Matanya menatapku tajam, hidungnya kembang kempis, giginya merapat. Seperti orang kebelet saja! Apa perlu aku duduki kakinya sekali lagi? Aku tersenyum jahat padanya. Andai dia Mossa, aku pasti sudah menpertontonkan tarian kemenanganku.
Tuan Sky seketika diam saat pintu diketuk. Empat perawat segera masuk.
"Permisi Tuan, Mari silakan naik ke kursi ini, saya akan mengantar Anda pulang. Kami akan merawat Anda di rumah."
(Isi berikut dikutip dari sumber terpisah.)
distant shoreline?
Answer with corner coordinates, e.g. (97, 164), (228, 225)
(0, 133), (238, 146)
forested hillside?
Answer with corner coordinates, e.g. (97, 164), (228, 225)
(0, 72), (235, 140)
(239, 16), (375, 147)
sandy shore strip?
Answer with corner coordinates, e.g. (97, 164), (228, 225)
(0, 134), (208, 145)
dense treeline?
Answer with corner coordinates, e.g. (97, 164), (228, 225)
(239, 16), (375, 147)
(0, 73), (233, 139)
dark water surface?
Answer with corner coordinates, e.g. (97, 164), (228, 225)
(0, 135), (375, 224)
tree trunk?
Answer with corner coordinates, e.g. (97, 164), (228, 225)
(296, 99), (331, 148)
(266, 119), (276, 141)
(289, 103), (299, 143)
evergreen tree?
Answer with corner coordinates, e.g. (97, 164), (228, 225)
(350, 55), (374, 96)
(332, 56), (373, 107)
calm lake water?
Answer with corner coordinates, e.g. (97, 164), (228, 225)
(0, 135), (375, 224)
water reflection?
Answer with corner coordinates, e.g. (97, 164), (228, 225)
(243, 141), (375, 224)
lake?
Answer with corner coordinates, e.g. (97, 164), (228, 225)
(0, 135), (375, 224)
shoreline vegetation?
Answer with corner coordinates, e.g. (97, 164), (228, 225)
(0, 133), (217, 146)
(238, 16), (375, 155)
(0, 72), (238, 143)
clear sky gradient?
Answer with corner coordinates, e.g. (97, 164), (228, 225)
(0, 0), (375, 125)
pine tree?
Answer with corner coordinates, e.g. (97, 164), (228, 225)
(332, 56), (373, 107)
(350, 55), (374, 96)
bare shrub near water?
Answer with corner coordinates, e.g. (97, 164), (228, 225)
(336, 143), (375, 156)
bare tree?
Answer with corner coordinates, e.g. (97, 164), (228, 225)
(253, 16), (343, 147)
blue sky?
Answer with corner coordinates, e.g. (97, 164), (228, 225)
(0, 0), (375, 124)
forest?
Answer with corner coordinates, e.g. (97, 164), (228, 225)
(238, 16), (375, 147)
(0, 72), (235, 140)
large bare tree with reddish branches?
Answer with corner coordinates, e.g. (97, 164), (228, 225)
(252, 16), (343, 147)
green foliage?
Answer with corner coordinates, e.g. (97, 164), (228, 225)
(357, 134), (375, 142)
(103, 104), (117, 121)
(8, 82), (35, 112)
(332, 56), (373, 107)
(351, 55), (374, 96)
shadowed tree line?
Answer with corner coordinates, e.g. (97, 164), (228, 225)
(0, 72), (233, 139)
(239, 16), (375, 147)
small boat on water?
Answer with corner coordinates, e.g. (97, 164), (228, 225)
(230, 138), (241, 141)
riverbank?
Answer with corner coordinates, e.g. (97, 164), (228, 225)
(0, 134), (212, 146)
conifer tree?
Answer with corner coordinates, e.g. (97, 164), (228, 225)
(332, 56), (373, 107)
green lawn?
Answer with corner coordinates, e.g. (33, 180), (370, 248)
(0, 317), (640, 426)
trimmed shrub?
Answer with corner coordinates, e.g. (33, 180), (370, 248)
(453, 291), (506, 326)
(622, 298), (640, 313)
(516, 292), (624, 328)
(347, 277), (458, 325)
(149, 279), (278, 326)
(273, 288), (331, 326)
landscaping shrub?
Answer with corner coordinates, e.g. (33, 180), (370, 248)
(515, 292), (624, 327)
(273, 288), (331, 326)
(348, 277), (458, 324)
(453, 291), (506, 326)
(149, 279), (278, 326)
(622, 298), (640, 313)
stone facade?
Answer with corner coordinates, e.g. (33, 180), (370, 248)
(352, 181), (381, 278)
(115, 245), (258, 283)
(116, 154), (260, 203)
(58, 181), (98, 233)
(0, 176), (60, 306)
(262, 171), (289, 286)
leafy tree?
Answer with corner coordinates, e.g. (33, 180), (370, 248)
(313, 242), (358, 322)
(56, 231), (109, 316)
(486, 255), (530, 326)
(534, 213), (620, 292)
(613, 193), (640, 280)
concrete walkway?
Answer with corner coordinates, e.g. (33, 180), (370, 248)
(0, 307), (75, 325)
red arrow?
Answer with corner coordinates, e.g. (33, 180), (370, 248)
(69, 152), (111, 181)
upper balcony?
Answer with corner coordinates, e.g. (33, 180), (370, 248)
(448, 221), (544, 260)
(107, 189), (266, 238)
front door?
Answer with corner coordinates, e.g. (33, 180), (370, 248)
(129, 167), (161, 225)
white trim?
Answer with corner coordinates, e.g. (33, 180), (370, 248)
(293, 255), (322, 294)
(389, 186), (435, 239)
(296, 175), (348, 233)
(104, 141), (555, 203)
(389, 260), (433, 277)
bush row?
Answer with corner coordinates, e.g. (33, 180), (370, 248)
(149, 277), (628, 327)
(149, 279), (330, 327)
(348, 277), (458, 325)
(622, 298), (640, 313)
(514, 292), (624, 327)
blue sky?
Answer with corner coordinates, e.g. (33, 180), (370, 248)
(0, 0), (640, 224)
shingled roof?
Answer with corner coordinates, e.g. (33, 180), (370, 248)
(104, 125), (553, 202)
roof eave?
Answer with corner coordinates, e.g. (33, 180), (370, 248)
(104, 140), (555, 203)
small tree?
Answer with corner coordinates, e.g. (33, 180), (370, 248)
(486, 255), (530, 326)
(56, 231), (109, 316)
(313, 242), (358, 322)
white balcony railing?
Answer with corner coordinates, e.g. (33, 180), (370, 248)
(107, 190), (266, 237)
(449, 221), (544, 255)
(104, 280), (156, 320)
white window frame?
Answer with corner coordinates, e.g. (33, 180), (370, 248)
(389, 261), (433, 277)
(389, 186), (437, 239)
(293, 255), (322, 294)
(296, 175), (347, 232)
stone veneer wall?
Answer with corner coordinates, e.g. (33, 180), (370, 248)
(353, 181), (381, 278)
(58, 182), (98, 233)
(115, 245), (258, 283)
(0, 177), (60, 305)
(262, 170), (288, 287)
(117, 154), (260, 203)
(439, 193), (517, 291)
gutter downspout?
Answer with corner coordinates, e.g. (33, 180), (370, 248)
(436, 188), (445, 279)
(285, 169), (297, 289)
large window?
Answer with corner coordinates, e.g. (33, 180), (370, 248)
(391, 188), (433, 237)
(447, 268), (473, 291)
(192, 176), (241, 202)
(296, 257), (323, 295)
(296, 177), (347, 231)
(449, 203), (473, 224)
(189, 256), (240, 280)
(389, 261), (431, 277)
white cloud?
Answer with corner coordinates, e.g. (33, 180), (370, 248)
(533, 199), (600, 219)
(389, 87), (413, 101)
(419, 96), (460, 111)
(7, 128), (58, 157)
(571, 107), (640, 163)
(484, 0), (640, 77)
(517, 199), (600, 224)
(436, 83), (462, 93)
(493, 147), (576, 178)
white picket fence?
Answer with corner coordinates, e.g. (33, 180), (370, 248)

Tuan Sky tudak menyahut, ia hanya diam. Kemudian berusaha menggerakkan tubuhnya. Empat orang suster membantu Tuan Sky pindah ke kursi roda. Mereka menyerahkan obat obatan yang dibutuhkan untuk perawatan di rumah padaku. Sesaat mata Tuan Sky menatapku. Aku hanya diam, memangnya aku harus apa? Ikut memapahnya? Hah, itu bukan tugasku!
Aku mengikuti suster yang mendorong Tuan Sky menuju lift. Setelah sampai di lantai dasar, kami di sambut oleh satpat. Mari Tuan, mobil sudah menunggu Anda di lobi utama.
Lelaki itu diam saja, tidak menggubris sapaan satpam itu. Sesampainya di lobi, perawat ingin membantunya berdiri pindah ke dalam mobil. Sekali lagi, Tuan Sky, melirikku. Kali ini aku tahu, aku harus apa.
"Tunggu sebentar." ujarku,
Setengah berlari aku menuju parkiran. Kemudian melacu mibilku ke lobi utama. Tuan Sky dibantu beberapa perawat memapahnya mendekat. Kemudian duduk di sebelahku. Setelah memastikan obat dan barang barang Tuan Sky tidak ada yang tertinggal. Mobilku bergerak meninggalkan rumah sakit.
"Anda mau ke mana?"
"Ke suatu tempat dimana mereka tidak bisa menemukanku. Aku ingin memulihkan kesehatanku terlebih dulu. Setelah itu, aku akan membuat perhitungan dengan mereka!"
Tuan Sky mengarahkan jalan, sepertinya ini menuju ke Bogor. Dia memintaku mematikan semua alat komunikasi elektrikku. Satu jam perjalan yang cukup panjang, akhirnya kami sampai disebuah villa. Letaknya cukup jauh dari keramaian.
Terlihat dua orang lelaki dan perempuan paruh baya keluar dari rumah. Ah, wajah dua orang itu, terlihat tidak asing. Siapa mereka?